The College Curriculum Council approved the English department’s revised concentration course requirements, the department announced Sept. 2. The new curriculum will apply to students who declare the English concentration this year and after, with students in the class of 2015 following previous course guidelines and the class of 2016 choosing between the two models.
According to the new guidelines, concentrators will no longer be required to take six courses to fulfill the historical part of the curriculum. Rather, one course focusing on the period prior to and one on the period after 1700 will fulfill the historical branch of the new concentration model.
“Many English departments at other universities have more stringent historical requirements for taking a course in Shakespeare or taking three or four courses in designated historical areas,” Keach said. “Now we’ve moved in the direction of relaxing the historical distribution requirement, and we’ll see how that goes.”
The English concentration has also added two new course categories called “How Literature Matters” and “Literature Across Borders.”
“How Literature Matters” was created in response to students’ demand for a gateway introductory course, Gould said. Undergraduates believed “they would have been drawn to a class that focused on literary form and methods and acted as a kind of transition between high school English classes and the critical methods that are germane to academic study for undergraduates,” he said.
“How Literature Matters” courses will be the recommended first step for prospective concentrators. “The current map of the curriculum makes you go all over the place to find different ways into the curriculum,” Foley said. As a preliminary course, “How Literature Matters” will provide more pathways into the English concentration, he said. New courses under this rubric, which will be listed as ENGL 0100, will be offered for the first time next year, but the department has indicated courses that have been taught in previous years that will fill the requirement.
“Literature Across Borders” courses will focus on “literary study across conventional borders, national and otherwise,” Gould said, adding that the category will help supplement the concentration’s elective courses.
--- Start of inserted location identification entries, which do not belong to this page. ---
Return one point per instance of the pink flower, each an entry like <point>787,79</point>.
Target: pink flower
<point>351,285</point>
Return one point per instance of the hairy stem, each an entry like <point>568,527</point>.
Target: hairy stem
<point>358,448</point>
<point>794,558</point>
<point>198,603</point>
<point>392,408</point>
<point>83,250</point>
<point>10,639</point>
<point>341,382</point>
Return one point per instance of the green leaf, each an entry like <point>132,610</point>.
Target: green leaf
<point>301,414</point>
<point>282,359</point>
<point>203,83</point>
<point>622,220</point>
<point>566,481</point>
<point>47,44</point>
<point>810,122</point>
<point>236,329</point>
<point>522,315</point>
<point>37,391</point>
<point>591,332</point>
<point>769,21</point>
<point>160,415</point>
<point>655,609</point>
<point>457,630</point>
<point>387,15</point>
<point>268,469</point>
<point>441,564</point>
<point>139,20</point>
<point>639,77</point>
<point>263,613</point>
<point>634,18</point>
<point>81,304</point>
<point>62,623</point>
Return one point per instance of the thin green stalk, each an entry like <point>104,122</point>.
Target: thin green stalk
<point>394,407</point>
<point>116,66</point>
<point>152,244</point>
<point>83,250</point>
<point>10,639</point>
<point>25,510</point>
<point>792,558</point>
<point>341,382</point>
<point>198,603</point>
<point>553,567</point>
Undergraduates will be able to take five electives under the new model, compared to three in the previous model.
“We thought it was important to maintain some requirements that focused on historical periods, but we thought that the students in effect would be taking those classes as electives,” Gould said, explaining that the department’s 1000-level curriculum is organized according to historical period.
The concentration will still require a course that incorporates literary theory.
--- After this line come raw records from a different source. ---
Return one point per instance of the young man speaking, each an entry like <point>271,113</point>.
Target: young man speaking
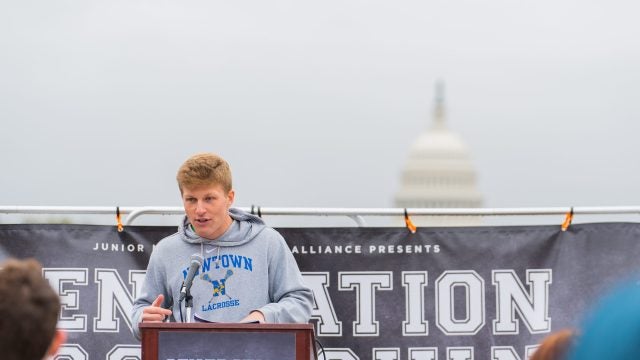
<point>248,272</point>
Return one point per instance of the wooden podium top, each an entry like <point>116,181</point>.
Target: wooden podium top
<point>166,341</point>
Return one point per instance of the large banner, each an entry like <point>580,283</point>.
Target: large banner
<point>381,293</point>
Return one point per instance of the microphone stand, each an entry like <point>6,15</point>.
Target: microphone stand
<point>188,304</point>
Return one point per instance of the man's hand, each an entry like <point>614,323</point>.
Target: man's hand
<point>254,316</point>
<point>154,312</point>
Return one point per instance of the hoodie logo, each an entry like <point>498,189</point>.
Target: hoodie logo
<point>219,287</point>
<point>231,263</point>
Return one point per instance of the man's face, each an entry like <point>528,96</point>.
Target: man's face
<point>207,209</point>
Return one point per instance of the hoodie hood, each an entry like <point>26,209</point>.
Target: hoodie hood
<point>244,228</point>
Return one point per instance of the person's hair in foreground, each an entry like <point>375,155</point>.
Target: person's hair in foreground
<point>612,329</point>
<point>555,346</point>
<point>204,169</point>
<point>29,310</point>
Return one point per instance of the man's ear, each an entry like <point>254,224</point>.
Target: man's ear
<point>231,196</point>
<point>58,339</point>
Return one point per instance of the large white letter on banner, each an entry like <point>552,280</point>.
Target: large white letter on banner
<point>124,352</point>
<point>69,299</point>
<point>339,354</point>
<point>511,296</point>
<point>323,310</point>
<point>509,353</point>
<point>112,295</point>
<point>414,323</point>
<point>365,284</point>
<point>474,300</point>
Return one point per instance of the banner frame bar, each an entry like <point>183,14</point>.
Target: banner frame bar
<point>356,214</point>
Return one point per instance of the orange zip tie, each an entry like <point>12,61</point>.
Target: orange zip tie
<point>119,220</point>
<point>567,220</point>
<point>409,223</point>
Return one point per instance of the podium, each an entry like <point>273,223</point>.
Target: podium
<point>173,341</point>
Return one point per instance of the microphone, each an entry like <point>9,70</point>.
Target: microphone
<point>196,263</point>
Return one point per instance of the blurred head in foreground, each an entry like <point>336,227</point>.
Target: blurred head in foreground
<point>29,310</point>
<point>612,329</point>
<point>554,346</point>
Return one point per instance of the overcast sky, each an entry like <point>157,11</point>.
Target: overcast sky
<point>316,104</point>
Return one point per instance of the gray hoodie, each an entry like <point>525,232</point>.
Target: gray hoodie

The process of reforming the English concentration began a year ago and was spearheaded by a committee of four English faculty members, including Philip Gould ’83, professor of English and chair of the department, Stephen Foley ’74 P’04 P’07, associate professor of English and director of undergraduate studies, Jim Egan, professor of English, and Daniel Kim, associate professor of English.
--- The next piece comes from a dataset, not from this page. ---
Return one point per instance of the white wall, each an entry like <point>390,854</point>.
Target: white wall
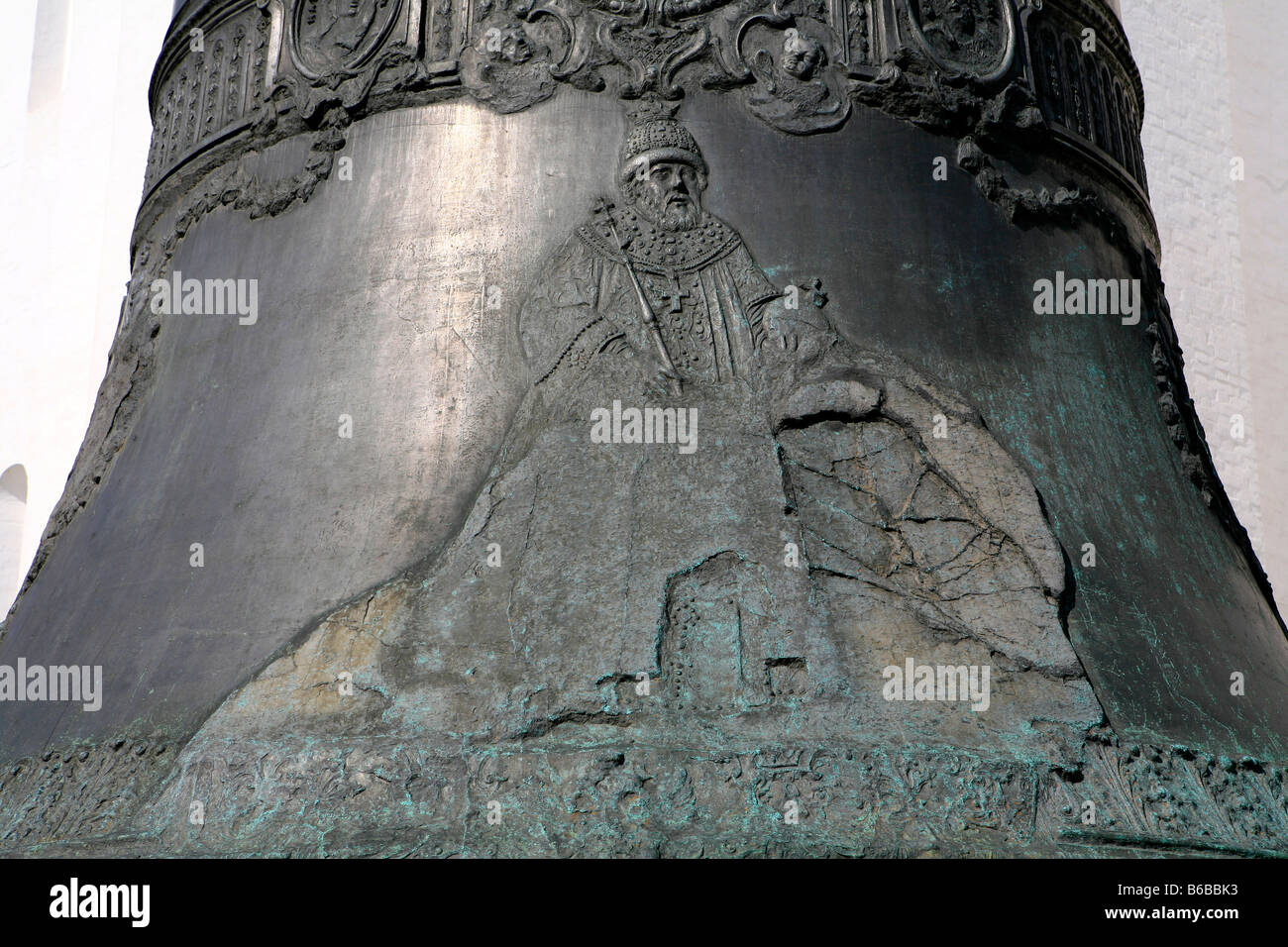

During the revision process, the committee reviewed student feedback and English department requirements at peer institutions, Foley said.
“We wanted to be in line with the field nationwide, and I think we’ve achieved that goal.”
Members of the English Departmental Undergraduate Group and other concentrators helped shape the new concentration model, said William Keach, professor of English. Modifications to the requirements stemmed from student requests for “greater flexibility” and more “direct communication,” he said.
The department is currently modifying its course selections to fit the recent changes, Gould said. “We’re in the process of devising, expanding and creating innovative classes that connect with first- and second-year Brown students interested in English,” he said.
“There are many courses that immediately fit (the new model), but this provides a new rubric for faculty to invent new classes.”
“I think the new requirements have way more flexibility for what you want to learn while also providing a wide range of literature,” said Alexandra Cerda ’16, who has chosen to pursue the new requirement model. The previous model “forces you to get an overview of all literature, but I think it does it in a way that isn’t the best.”
But for students who do not have as firm of a grasp on what areas of literature they prefer, the new requirements lack the more guided historical outline of the previous ones, said Crystal Kim ’16.
“The old requirements were kind of nice, because they were a rough outline of ‘Hey, you should read these from each time period, to kind of get a handle on the history of literature and what’s offered in each time period,’” Kim said, adding that the new model is a better fit for students who already have a grasp on their preferences.
“For literature or book nerds, the new requirements are a dream because you get so much freedom.”
The department is “trying to give you more freedom, but I think, because there is already so much freedom here, that it’s good to be forced to take courses from very different time periods,” said Jonathan West ’16, who is leaning toward choosing the previous concentration model.
The English DUG will be holding open hours for discussion and questions regarding the new concentration requirements Sept. 10.